A velha rixa entre bombeiros e policiais.

Talvez porque eu tenha falado na última review que a série estava fugindo das piadas mais fáceis, esta semana tivemos um verdadeiro desfile de Donuts, gatos em cima da árvore e uma grande brincadeira com a velha rivalidade, já tanto explorada por filmes e séries, entre policiais e bombeiros. Se a gente for parar para pensar, a imagem dos bombeiros é muito mais bonita e ligada à coragem e honra, enquanto a nossa visão dos policiais está atrelada à corrupção, sujeira e abuso de autoridade. Entretanto, em Brooklyn Nine-Nine todos são desglamurizados e retratados de forma crua. Indo numa direção completamente oposta a de Chigaco Fire ou outras produções, que mostram bombeiros sarados, corajosos e altruístas, a série brinca com esta figura trazendo bombeiros gordos, mesquinhos e infantis, o que vem de encontro com a proposta inicial da comédia da Fox. Este é o grande mote e mérito da sitcom até aqui, a capacidade de trazer personagens e situações inusitadas, brincando e exagerando sem nenhum compromisso com a seriedade com os estereótipos que tanto foram martelados em nossas cabeças. E não é para isto que existem as comédias?

Brooklyn Nine-Nine continua longe de ser genial ou capaz de garantir vinte minutos de gargalhadas, porém vem sendo bem competente em entreter o seu público com histórias divertidinhas e situações constrangedoras. “Sal’s Pizza” ainda obteve grande êxito na construção de seus personagens, deixando tudo com um tom fofinho e descompromissado. A obsessão em achar os verdadeiros culpados pelo incêndio da oitava melhor pizzaria do Brooklyn segundo Boyle, foi muito bem trabalhada e explorada. Por mais que Jake seja um cara completamente sem noção e suas atitudes geralmente flertam com o absurdo, o personagem precisa ter um outro lado e a série vem conseguindo explorar muito bem o lado mais emocional dele. Gosto muito de ver uma comédia se preocupando em fazer o público se identificar com os seus personagens e se arriscar um pouquinho no drama sem perder o bom humor e a história do abandono de família do pai de Peralta foi perfeitamente inserida neste contexto.

Outra coisa que funcionou bem foi o contraste entre as personalidades de Amy e Rosa e chega a ser impressionante como a segunda consegue obter uma boa química com praticamente todos os personagens da série. A essência de Rosa torna o trabalho dos roteiristas bem mais fácil, já que ela consegue ser diferente de todos os outros e explorar as diferenças entre os personagens é algo que sempre dá muito certo em comédias. Ninguém gosta daquela colega de trabalho que puxa o saco do chefe e está sempre querendo competir com todo mundo por uma promoção ou simplesmente por reconhecimento, porém Santiago vem sendo capaz de ser tudo isto e mesmo assim ser carismática, o que é um grande mérito da atriz e dos roteiristas.

A dobradinha entre Terry e Gina vem sendo uma das grandes apostas da série e vem trazendo bons resultados na parte cômica. Apesar da procura por um profissional de TI ter sido bem óbvia e com pouco tempo de tela no episódio, foi ela quem trouxe as melhores piadas e os momentos mais engraçados do episódio. “Qual a sua música favorita do Jay-Z?” foi hilária e deveria ser inserida em qualquer entrevista de emprego que se preste. Gina vem sendo uma personagem muito engraçada e naturalmente carismática, mas que demanda um certo cuidado por parte dos roteiristas, uma vez que facilmente pode cair no exagero ou enjoar o público.
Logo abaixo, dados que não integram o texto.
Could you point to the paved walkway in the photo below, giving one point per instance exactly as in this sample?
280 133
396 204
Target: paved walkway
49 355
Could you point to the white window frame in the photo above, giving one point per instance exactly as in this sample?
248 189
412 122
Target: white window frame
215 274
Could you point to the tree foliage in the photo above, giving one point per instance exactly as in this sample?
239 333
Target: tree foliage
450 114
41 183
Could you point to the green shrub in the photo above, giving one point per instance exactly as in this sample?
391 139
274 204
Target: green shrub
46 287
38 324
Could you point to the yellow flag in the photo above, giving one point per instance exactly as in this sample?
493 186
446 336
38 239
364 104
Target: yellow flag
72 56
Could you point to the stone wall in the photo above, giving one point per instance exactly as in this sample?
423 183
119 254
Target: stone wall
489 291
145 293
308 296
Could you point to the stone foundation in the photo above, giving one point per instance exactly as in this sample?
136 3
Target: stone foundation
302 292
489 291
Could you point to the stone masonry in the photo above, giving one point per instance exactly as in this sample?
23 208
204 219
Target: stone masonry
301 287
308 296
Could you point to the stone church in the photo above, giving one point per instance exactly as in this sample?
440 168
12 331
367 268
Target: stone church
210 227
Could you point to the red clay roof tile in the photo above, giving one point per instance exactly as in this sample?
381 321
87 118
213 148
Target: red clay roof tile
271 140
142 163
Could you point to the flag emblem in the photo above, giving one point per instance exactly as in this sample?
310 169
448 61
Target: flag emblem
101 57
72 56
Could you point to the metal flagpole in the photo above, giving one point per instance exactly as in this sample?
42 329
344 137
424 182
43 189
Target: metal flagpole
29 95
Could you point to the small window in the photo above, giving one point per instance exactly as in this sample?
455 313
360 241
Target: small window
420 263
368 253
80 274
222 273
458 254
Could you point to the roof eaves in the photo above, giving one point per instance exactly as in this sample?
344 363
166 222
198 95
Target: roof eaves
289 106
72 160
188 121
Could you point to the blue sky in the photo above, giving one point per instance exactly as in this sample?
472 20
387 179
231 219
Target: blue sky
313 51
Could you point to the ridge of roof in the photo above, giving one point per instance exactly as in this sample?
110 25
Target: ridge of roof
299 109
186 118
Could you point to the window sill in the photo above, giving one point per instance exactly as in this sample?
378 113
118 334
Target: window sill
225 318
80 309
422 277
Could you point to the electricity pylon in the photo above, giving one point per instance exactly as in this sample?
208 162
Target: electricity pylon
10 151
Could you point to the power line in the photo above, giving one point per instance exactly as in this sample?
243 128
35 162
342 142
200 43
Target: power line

O que não vem me agradando muito são as contínuas piadas com Scully e Hitchcock, que são sempre muito óbvias e até mesmo apelativas. A semelhança entre Scully e Jerry (ou seria Larry?) de Parks and Recreation é muito grande e vem me incomodando mais do que a “coincidência” entre as personalidades de Rosa e April. Os caras precisam mostrar um pouco mais de criatividade e capacidade de criar personagens cômicos diferentes e inovadores. O incompetente que é zoado por todos é o novo clichê das séries de comédia, substituindo a mulher extremamente obsessiva e competitiva tanto explorada depois do sucesso de Monica em Friends.

Sem ser demais ou deixar uma grande marca na história da televisão americana, Brooklyn Nine-Nine vem cumprindo bem a sua proposta, garantindo a minha fidelidade com a série por algum tempo. Entretanto, a audiência não anda nada boa e a retirada de Mindy Project e Dads da programação das terças da Fox serve de sinal de alerta para B99, que vem registrando números bem parecidos destas renegadas séries. Ficamos na torcida para que estes números melhorem e para que a série consiga sobreviver a grande onda de cancelamentos que deve limar a maioria das estreias deste ano.